Relationships to other spherical formulas
- Spherical law of sines: sin A / sin a = sin B / sin b = sin C / sin c.
- Right-angled spherical triangles have their own set of rules (Napier’s rules) that are particularly convenient for computations.
- The law of cosines for the angle (cos A, cos B, cos C) is related to the side form by symmetry and algebraic rearrangement.
- The law can be used to derive the central angle between two points on a sphere given their latitudes and longitudes, yielding the familiar great-circle distance formula, cos d = sin φ1 sin φ2 + cos φ1 cos φ2 cos Δλ, when expressed in terms of lat/long coordinates. See Haversine formula and Great-circle distance for related approaches.
Applications
- Navigation and geodesy: The spherical law of cosines, together with its siblings in spherical trigonometry, enables calculations of distances and bearings between points on the surface of a globe. It is foundational in early and modern navigation computations that rely on great-circle routes.
- Astronomy: Spherical trigonometry describes celestial triangles formed by the apparent positions of stars, planets, and the observer’s zenith, where curvature of the celestial sphere plays a role in angle-distance relations.
- Computer graphics and global rendering: When simulating or projecting curved surfaces, the spherical law of cosines provides exact relationships that help manage angular measures and surface distances on a sphere.
- Geodetic practice and spherical models of the Earth: Even as many practitioners use ellipsoidal models for high-precision work, the spherical law of cosines remains a crucial reference point and a stepping-stone to more complex ellipsoidal corrections.

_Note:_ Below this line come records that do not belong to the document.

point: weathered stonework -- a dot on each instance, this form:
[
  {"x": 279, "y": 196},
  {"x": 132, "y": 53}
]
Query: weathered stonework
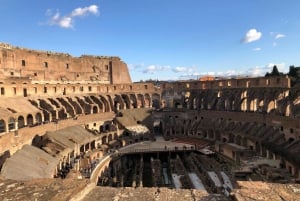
[{"x": 43, "y": 91}]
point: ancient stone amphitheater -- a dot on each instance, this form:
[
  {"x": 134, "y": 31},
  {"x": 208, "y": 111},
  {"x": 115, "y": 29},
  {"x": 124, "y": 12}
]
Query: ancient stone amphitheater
[{"x": 77, "y": 128}]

Generalizations and limitations
- On a perfect sphere, the law is exact and widely applicable. Real-world applications often model the Earth as an oblate spheroid (ellipsoid) rather than a sphere, in which case the simple cosine law is only an approximation. For ellipsoidal models, practitioners turn to more general geodesic formulas, such as those embedded in Vincenty’s formulae, or to numerical methods for solving geodesic problems.
- Numerical stability: In computational contexts, especially for small distances, the direct use of cosines can lead to precision loss. The haversine form and related trigonometric identities are preferred in many libraries to maintain numerical accuracy.
- Higher-dimensional analogs: The spherical law of cosines has extensions to polygons on curved surfaces of constant curvature and to more general Riemannian manifolds, where trigonometric relations are replaced by tools from differential geometry.